Bagni alla turca e per di più senza porte, materassi sporchi buttati a terra un po’ ovunque, mensa compresa, e assenza di spazi comuni dove trascorrere il tempo, spazi che sarebbe vitali visto che uscire dalla struttura è vietato.

E’ passato un anno dall’ultima volta che Mauro Palma è stato Lampedusa. Ieri il Garante nazionale dei detenuti con competenza anche sugli hotspot è tornato sul’isola per una nuova visita-ispezione alla struttura dove sono trattenuti i migranti e ha potuto constare personalmente come il tempo sia passato invano. «Non è cambiato nulla rispetto all’ultima volta», commenta sconsolato al termine della visita. «E’ inaccettabile che dopo un anno dalla nostra denuncia al ministero degli Interni ci siano ancora i water senza porte e materassi sporchi». Materassi stesi a terra ovunque, anche nella mensa, e in condizioni igieniche che con un eufemismo si potrebbero definire precarie. «Avevamo chiesto che gli ambienti fossero decorosi», prosegue Palma. «E’ inaccettabile in Europa avere ancora i bagni alla turca e senza porta Così come i materassi su cui non ci poggeremmo mai sopra».

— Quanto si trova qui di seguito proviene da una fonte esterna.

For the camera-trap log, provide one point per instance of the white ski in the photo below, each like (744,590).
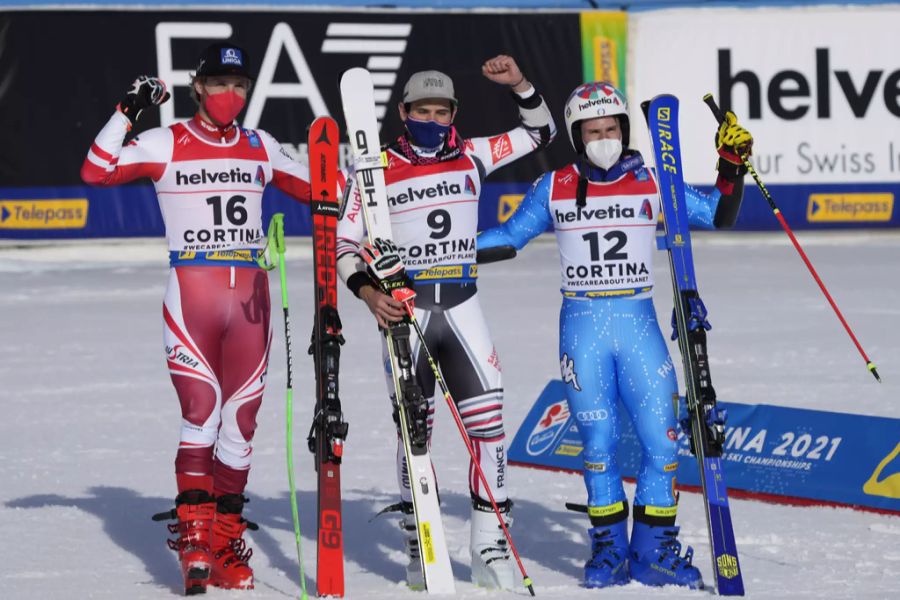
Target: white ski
(358,102)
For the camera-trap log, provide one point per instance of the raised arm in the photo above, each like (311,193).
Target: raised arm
(108,162)
(536,131)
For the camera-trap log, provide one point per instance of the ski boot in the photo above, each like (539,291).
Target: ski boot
(195,511)
(608,565)
(229,550)
(491,563)
(654,557)
(415,577)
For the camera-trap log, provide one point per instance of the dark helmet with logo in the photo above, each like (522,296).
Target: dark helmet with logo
(593,100)
(224,58)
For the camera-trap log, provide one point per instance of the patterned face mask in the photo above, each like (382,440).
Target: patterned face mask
(429,135)
(223,107)
(604,153)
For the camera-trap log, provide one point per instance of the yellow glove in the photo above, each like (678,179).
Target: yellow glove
(733,142)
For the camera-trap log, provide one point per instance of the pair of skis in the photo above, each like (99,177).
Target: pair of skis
(707,422)
(357,96)
(329,430)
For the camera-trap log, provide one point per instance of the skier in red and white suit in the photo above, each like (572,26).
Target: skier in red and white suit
(434,180)
(209,175)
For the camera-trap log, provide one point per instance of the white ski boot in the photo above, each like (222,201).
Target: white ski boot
(492,566)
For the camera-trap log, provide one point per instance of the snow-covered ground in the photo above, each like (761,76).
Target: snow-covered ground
(90,422)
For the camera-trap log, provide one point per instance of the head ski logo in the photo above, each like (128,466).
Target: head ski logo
(501,147)
(470,186)
(647,210)
(567,370)
(548,429)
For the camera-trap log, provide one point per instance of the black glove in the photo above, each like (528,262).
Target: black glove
(733,143)
(386,267)
(145,92)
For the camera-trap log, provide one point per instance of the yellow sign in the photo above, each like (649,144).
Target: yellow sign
(507,205)
(427,542)
(847,208)
(888,487)
(565,450)
(727,566)
(606,59)
(43,214)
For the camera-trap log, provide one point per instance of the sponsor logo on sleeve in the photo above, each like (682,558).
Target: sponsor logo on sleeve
(501,147)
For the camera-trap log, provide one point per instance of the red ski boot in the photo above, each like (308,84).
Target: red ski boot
(229,550)
(195,511)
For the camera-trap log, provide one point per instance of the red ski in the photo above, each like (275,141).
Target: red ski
(326,437)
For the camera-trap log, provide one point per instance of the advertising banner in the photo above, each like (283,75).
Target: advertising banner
(770,451)
(819,89)
(76,65)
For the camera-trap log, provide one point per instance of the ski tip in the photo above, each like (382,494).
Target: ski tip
(711,103)
(871,367)
(529,584)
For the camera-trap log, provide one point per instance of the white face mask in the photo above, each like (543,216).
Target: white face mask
(603,153)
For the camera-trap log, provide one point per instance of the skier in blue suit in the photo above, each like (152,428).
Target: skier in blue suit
(604,210)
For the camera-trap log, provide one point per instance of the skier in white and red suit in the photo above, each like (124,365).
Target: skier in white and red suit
(434,179)
(209,174)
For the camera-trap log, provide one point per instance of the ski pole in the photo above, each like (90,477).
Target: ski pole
(276,243)
(720,117)
(462,430)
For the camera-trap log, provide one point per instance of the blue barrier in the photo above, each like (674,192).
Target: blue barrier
(73,212)
(132,210)
(772,452)
(628,5)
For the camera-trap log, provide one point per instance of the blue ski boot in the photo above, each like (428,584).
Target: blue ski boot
(608,565)
(654,557)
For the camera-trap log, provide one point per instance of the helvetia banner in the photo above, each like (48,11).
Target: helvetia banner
(819,88)
(62,73)
(770,451)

A portare Palma a Lampedusa sono stati alcuni recenti fatti di cronaca, anche tragici come il suicidio avvenuto i 5 gennaio scorso di un trentenne tunisino. O la rissa che pochi giorni fa ha coinvolto due migranti, sempre tunisini, e nella quale è rimasto leggermente ferito un carabiniere. Tutti segnali di allarme di una situazione che rischia di degenerare ulteriormente anche a causa dei tempi estremamente lunghi in cui i migrati vengono rinchiusi nella struttura: in media media 12 giorni, che però possono diventare mesi.« Il ragazzo che si è ucciso il gennaio è arrivato a ottobre – denuncia Palma -. Da qui emerge il problema formale: che cosa è questa struttura a Lampedusa? E’ una struttura detentiva? Il punto materiale è quello sulle condizioni, il punto sostanziale è la natura giuridica di questo luogo. In un hotspot effettivo una volta identificato devi avere la possibilità di uscire. Mi dicono che possono farlo da un buco nella rete».

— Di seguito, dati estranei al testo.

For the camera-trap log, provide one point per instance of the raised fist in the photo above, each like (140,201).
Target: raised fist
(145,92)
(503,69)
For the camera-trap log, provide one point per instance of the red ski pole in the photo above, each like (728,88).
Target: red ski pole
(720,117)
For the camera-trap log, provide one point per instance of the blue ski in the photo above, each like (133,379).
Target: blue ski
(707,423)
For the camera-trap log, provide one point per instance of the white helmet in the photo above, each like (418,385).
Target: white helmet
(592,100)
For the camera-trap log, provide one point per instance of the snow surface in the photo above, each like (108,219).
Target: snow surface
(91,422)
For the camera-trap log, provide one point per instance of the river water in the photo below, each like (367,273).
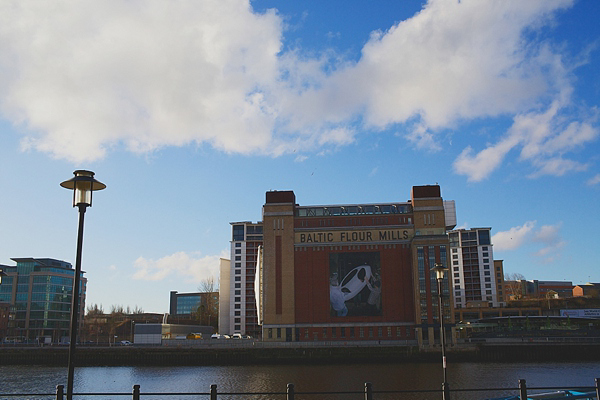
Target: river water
(306,378)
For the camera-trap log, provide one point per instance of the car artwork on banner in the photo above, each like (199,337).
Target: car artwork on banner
(355,284)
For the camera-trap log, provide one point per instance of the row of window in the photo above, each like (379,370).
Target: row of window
(343,332)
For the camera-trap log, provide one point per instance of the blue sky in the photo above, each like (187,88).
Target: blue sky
(190,111)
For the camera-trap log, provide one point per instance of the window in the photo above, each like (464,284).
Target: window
(238,233)
(484,237)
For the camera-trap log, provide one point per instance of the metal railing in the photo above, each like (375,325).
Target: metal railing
(591,392)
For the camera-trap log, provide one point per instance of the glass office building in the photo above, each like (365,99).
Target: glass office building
(39,291)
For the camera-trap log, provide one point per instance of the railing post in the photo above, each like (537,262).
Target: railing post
(136,392)
(368,391)
(60,392)
(523,389)
(445,391)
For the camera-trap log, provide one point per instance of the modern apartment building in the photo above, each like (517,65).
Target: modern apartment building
(475,279)
(242,315)
(39,292)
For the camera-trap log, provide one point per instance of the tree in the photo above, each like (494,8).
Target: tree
(513,284)
(208,310)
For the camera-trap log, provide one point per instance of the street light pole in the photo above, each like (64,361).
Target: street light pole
(440,270)
(82,184)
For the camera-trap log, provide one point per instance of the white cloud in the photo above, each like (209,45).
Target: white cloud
(548,236)
(180,264)
(85,77)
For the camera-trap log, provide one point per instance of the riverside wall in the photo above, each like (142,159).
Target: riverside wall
(162,355)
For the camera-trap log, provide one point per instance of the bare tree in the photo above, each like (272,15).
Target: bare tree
(514,285)
(208,310)
(207,285)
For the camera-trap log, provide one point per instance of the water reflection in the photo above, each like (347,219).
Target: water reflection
(306,378)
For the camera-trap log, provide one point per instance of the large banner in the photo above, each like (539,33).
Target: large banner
(355,284)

Una cosa alla quale il Garante fa particolare attenzione è non confondere le responsabilità. Un conto è l’operato del Viminale che non interviene per sanare una situazione di degrado, un altro è il lavoro di quanti operano all’interno della struttura lampedusana. «Voglio sottolineare la dedizione e la professionalità di chi vi opera. forze di polizia, esercito. carabinieri, Unhcr, Save the Children e così via», sottolinea Palma. «Abbiamo fatto una riunione con tutti loro per capire i loro punti di vista. Mi hanno confessato che era la prima volta che facevano una riunione tutti insieme e questo mi lascia perplesso: queste complessità vanno affrontate con un sistema coeso».

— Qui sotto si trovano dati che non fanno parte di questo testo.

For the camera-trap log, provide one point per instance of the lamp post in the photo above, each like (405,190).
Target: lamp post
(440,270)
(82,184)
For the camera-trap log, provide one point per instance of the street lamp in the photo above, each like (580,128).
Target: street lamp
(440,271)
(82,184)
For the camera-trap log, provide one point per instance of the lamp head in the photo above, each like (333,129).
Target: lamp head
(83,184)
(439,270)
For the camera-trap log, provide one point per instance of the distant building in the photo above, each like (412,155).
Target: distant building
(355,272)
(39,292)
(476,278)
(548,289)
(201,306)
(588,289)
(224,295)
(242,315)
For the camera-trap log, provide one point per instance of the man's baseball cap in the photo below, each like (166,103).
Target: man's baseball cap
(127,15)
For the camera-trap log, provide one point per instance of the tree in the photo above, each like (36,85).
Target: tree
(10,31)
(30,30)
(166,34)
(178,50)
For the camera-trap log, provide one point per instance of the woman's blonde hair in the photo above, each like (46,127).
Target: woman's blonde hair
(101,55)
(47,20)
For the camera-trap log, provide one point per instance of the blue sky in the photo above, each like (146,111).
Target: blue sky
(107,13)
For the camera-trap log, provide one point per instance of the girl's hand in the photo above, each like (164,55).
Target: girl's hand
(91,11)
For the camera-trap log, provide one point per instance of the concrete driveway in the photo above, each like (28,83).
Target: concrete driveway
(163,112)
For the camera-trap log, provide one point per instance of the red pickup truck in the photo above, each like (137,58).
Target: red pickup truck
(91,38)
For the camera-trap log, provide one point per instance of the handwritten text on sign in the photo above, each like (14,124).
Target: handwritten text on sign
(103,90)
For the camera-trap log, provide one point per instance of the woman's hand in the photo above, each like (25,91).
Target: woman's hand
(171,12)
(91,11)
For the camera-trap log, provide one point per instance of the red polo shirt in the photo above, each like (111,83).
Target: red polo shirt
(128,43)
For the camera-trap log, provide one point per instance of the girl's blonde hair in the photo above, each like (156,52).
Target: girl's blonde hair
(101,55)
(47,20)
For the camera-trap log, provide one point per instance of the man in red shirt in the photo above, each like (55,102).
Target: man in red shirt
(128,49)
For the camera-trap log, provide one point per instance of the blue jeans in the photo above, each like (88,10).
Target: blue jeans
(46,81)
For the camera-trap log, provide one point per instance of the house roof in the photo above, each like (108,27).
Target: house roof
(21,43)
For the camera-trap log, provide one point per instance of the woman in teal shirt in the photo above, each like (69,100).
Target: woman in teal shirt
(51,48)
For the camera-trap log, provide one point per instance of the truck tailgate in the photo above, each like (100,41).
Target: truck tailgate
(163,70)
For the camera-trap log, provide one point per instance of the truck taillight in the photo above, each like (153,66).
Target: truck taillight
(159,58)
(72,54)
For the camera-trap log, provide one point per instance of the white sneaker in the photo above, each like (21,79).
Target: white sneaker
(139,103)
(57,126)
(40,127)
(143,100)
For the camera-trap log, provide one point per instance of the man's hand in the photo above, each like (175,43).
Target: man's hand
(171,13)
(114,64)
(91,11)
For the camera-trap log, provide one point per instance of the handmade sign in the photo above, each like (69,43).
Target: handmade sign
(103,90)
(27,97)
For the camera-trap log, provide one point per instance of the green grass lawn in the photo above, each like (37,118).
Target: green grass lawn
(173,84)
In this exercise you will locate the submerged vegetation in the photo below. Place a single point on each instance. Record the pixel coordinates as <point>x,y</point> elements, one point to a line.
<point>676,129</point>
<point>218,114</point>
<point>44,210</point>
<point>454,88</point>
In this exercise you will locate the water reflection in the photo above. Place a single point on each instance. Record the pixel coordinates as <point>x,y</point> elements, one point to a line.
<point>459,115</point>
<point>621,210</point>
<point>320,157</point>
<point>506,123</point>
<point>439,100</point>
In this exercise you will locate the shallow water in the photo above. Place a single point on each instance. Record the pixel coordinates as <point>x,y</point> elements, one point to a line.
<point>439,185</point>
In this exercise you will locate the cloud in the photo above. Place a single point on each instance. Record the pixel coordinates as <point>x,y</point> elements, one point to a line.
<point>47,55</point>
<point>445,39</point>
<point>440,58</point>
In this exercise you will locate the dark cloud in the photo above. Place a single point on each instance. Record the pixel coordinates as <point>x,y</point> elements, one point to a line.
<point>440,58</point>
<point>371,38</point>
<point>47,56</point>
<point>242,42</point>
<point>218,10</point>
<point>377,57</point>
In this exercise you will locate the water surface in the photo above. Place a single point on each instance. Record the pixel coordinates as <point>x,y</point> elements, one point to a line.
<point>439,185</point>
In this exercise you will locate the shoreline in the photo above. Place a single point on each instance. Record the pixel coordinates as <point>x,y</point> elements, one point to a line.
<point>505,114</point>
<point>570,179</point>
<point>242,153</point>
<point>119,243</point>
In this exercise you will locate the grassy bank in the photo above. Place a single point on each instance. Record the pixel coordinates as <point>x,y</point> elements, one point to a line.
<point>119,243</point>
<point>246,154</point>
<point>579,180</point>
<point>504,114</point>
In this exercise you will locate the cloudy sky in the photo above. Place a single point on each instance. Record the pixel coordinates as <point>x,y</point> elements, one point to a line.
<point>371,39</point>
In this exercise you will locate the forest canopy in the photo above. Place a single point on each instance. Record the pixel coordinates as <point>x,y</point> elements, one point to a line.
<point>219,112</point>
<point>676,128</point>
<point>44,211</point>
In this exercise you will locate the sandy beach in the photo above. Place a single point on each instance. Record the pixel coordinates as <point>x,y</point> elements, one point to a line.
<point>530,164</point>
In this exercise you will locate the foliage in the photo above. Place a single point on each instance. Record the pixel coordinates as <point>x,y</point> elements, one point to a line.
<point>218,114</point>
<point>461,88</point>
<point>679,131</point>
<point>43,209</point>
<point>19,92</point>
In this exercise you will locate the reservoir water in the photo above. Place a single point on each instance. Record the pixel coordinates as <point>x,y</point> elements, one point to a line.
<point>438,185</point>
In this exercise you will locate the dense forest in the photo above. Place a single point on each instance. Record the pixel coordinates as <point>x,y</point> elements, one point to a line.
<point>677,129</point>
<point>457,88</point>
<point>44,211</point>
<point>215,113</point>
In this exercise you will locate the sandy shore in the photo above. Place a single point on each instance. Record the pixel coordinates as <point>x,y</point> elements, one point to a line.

Difficoltà nella gestione dei migranti il Garante però non le individuate solo all’interno dell’hotspot. «Al nostro arrivo all’aeroporto di Palermo abbiamo monitorato la procedura di rimpatrio di 34 tunisini portati da Lampedusa. Erano tutti quanti con le fascette ai polsi», denuncia. «Su questo abbiamo una serie di perplessità. Teniamo conto che ciascuno di loro viene accompagnato anche da due persone ai lati».